Publicado 14/06/2025 04:20

O PP acredita que a recusa da moção de censura por parte dos parceiros do PSOE "evoluirá" quando o "luto" tiver passado.

Sémper tem "sérias dúvidas" de que a Vox queira que Sánchez saia: "Está absolutamente claro para mim que eles não querem que Feijóo seja presidente".

Archivo - Arquivo - O Secretário Adjunto de Cultura e porta-voz do PP, Borja Sémper, fala durante uma sessão plenária no Congresso dos Deputados, em 18 de março de 2025, em Madri (Espanha). A sessão plenária do Congresso dos Deputados debate a consideraçã
Alejandro Martínez Vélez - Europa Press - Arquivo

MADRID, 14 jun. (EUROPA PRESS) -

O porta-voz nacional do PP, Borja Sémper, acredita que a recusa dos parceiros habituais do PSOE, como o PNV ou o Junts, em apoiar uma hipotética moção de censura do 'popular' "evoluirá" à medida que eles passarem o "luto" e "aceitarem" a realidade após o último relatório da Unidade Operacional Central (UCO) da Guardia Civil que aponta para subornos cobrados pelo ex-secretário de Organização do PSOE, Santos Cerdán.

Em uma entrevista no programa Parlamento da RNE, captada pela Europa Press, o líder popular explicou que atualmente os parceiros habituais do Executivo estão passando por um "processo de luto" e estão tentando "entender e aceitar a realidade" que cerca os socialistas com os casos de corrupção.

Por essa razão, ele não descarta a possibilidade de que a Junts ou o PNV, que "deram a cara pelo governo", deixem de "continuar dispostos a dar a cara em casos de corrupção". "Todos os parceiros, em maior ou menor grau, vão evoluir em sua posição, porque é inaceitável e inadmissível que qualquer partido defenda um governo assolado por casos de corrupção", disse.

De fato, Sémper disse que aprecia uma certa "evolução tímida" nas palavras do líder do PNV, Aitor Esteban, em que ele lembrou que atualmente não há maioria para formar outro governo, mas que quando houver uma decisão firme a situação poderá ser diferente, embora ele continue a acreditar que o PNV "é refém dos interesses do PSOE", já que eles compartilham um governo no País Basco.

SÁNCHEZ SALVARIA A QUESTÃO DA CONFIANÇA "PAGANDO".

Perguntado sobre uma hipotética questão de confiança para Pedro Sánchez, o porta-voz nacional do PP acredita que o resultado dependeria do que o Presidente do Governo "estaria disposto a pagar". "Seria outro jogo de troca de interesses, que é o que temos visto ao longo da legislatura", lamentou.

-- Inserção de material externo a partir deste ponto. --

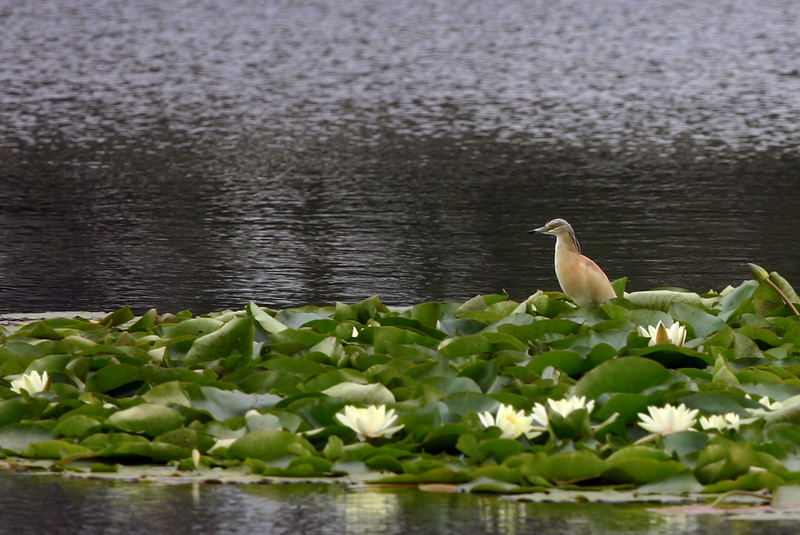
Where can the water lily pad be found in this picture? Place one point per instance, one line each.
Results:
(54, 449)
(147, 419)
(77, 425)
(626, 374)
(268, 445)
(374, 393)
(237, 335)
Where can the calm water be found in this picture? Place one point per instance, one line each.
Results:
(93, 507)
(197, 154)
(201, 154)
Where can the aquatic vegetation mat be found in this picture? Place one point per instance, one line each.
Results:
(663, 392)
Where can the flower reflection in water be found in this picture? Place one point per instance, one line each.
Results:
(370, 511)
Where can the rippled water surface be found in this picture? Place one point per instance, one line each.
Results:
(203, 154)
(91, 507)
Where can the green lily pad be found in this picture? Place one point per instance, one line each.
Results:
(626, 374)
(268, 445)
(146, 419)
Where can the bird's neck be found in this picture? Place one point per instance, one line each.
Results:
(566, 243)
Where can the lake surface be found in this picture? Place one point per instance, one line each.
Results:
(110, 508)
(198, 155)
(201, 154)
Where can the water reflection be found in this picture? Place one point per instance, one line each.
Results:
(191, 155)
(132, 508)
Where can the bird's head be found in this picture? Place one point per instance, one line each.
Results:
(554, 227)
(559, 228)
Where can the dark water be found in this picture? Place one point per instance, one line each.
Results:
(198, 154)
(93, 507)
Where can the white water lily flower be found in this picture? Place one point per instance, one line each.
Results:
(512, 423)
(659, 334)
(565, 406)
(720, 421)
(222, 443)
(371, 422)
(667, 419)
(31, 382)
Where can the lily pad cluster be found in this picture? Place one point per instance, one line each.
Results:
(278, 393)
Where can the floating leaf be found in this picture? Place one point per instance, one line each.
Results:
(626, 374)
(268, 445)
(373, 394)
(237, 335)
(147, 419)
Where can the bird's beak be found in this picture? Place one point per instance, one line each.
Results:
(543, 230)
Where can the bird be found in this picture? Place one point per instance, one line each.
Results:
(579, 277)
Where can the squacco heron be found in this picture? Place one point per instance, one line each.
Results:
(580, 278)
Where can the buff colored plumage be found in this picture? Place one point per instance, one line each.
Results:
(580, 278)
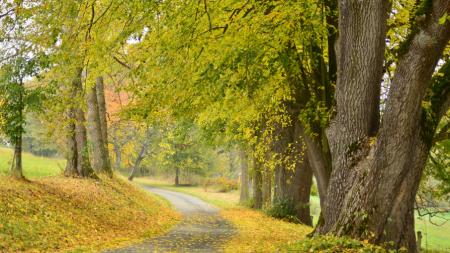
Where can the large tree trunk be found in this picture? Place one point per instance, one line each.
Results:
(141, 156)
(118, 153)
(100, 91)
(71, 165)
(257, 184)
(177, 176)
(16, 167)
(83, 164)
(244, 193)
(266, 187)
(99, 151)
(376, 173)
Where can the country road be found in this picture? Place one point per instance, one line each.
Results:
(201, 230)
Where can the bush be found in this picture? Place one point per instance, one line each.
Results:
(283, 209)
(331, 244)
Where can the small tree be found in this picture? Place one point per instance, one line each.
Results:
(15, 99)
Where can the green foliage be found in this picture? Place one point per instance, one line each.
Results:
(220, 184)
(33, 166)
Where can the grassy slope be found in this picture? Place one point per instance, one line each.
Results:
(33, 166)
(257, 231)
(57, 214)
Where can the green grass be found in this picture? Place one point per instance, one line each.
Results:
(33, 166)
(434, 237)
(63, 214)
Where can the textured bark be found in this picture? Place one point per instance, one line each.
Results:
(16, 165)
(100, 91)
(177, 176)
(140, 157)
(71, 156)
(16, 168)
(99, 162)
(118, 153)
(360, 70)
(374, 181)
(266, 187)
(244, 191)
(257, 184)
(83, 164)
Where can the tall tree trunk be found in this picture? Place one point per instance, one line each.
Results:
(141, 156)
(100, 91)
(118, 154)
(266, 187)
(16, 167)
(375, 180)
(244, 194)
(257, 184)
(83, 164)
(71, 165)
(177, 176)
(100, 163)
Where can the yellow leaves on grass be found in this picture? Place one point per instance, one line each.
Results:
(260, 233)
(60, 214)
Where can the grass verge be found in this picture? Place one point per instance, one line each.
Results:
(257, 232)
(59, 214)
(33, 166)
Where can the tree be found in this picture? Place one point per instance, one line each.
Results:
(377, 165)
(97, 128)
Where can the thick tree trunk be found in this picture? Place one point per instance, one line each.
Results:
(118, 156)
(177, 176)
(139, 159)
(100, 162)
(360, 68)
(71, 165)
(244, 194)
(83, 164)
(100, 91)
(257, 185)
(375, 180)
(16, 168)
(266, 187)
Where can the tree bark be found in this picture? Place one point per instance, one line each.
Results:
(376, 174)
(71, 165)
(257, 184)
(16, 167)
(141, 156)
(99, 151)
(266, 187)
(177, 176)
(100, 92)
(83, 164)
(244, 194)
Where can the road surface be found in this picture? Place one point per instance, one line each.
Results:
(201, 230)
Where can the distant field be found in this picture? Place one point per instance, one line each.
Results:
(33, 166)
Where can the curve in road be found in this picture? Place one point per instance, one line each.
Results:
(201, 230)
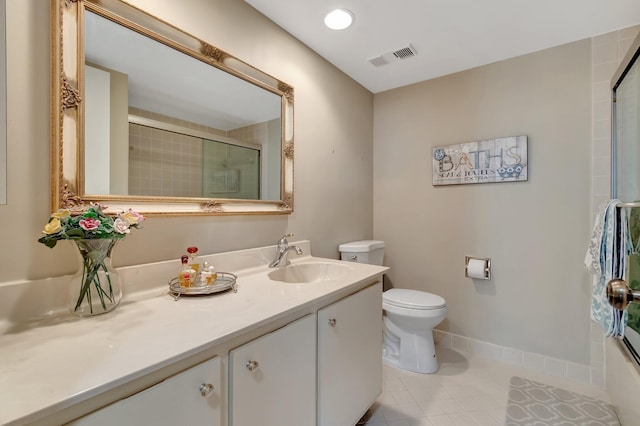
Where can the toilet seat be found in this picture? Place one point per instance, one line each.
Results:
(413, 299)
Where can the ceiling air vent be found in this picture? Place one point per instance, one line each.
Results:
(396, 55)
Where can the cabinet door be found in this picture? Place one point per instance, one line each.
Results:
(190, 397)
(349, 357)
(272, 379)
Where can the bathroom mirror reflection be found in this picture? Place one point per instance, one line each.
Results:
(162, 123)
(155, 119)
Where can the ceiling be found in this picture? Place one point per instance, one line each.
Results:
(446, 36)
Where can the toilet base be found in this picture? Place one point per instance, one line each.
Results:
(412, 352)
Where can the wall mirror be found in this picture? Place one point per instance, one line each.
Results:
(147, 116)
(625, 172)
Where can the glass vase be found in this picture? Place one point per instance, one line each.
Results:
(96, 287)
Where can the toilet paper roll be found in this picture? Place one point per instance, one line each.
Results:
(476, 269)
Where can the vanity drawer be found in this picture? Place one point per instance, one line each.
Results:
(190, 397)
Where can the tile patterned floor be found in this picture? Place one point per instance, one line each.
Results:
(467, 390)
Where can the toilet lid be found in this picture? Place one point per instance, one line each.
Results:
(413, 299)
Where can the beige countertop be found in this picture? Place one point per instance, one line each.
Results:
(51, 362)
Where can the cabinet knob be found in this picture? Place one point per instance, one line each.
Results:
(206, 389)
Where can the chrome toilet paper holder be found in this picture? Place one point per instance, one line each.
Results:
(487, 267)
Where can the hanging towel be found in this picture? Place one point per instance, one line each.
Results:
(606, 259)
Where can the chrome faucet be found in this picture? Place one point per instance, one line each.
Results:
(282, 252)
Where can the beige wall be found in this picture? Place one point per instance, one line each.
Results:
(333, 135)
(535, 232)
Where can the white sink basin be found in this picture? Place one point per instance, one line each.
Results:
(309, 272)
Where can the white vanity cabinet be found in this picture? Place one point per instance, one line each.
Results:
(272, 379)
(349, 357)
(190, 397)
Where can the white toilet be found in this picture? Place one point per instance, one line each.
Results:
(409, 316)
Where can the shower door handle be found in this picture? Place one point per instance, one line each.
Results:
(619, 294)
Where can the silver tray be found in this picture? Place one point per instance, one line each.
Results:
(225, 281)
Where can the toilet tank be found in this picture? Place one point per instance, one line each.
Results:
(367, 251)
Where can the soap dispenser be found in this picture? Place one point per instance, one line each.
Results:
(187, 274)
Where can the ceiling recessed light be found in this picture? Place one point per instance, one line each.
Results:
(338, 19)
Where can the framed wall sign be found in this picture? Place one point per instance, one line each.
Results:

Sémper acredita que o que seu partido deve fazer agora é "assumir a indignação generalizada" e isso ainda não inclui uma moção de censura porque "as circunstâncias não são adequadas" e seu partido não quer "provocar barulho" e contribuir para "espetáculos".

"O mais racional seria que o presidente do governo aceitasse a realidade, dissolvesse as Cortes e desse a palavra ao povo espanhol", disse ele.

Sobre esse assunto, perguntaram-lhe se a recusa do PP em promover uma moção de censura poderia beneficiar a Vox, algo que Sémper rejeitou, pois, como ele disse, "tem sérias dúvidas" de que a Vox queira que "Sánchez deixe de ser presidente". "Para mim, está absolutamente claro que eles não querem que Feijóo seja presidente do governo, e essa é uma bandeira eleitoral que dificilmente será útil", advertiu.

O PSOE EM "FALÊNCIA DE MÚLTIPLOS ÓRGÃOS".

Sobre o comparecimento de Sánchez para dar explicações ou a possibilidade de convocá-lo para a comissão que investiga o "caso Koldo" no Senado, Sémper disse que seu partido está considerando essa possibilidade em vista das últimas informações que vieram à tona "se o presidente não der explicações".

"É um cenário que está se abrindo e que está se tornando mais claro", disse ele, embora não quisesse adiantar uma data ou dar um prazo para isso.

O líder do PP enfatizou que está "muito surpreso" com o fato de o próprio Pedro Sánchez não saber de nada quando dois de seus secretários de organização - José Luis Ábalos e Santos Cerdán - "estiveram envolvidos em casos de corrupção e tiveram que renunciar".

De fato, Sémper "não acha que seja irracional" pensar que nos últimos anos o PSOE tenha se beneficiado de financiamento ilegal, embora ele presuma que caberá aos tribunais determinar se isso ocorreu ou não.

Em sua opinião, o governo e o PSOE enfrentam atualmente um "fracasso de vários órgãos" marcado pela "perda de controle da história e das informações" e o que provavelmente farão como resultado disso será "cerrar fileiras e negar a realidade".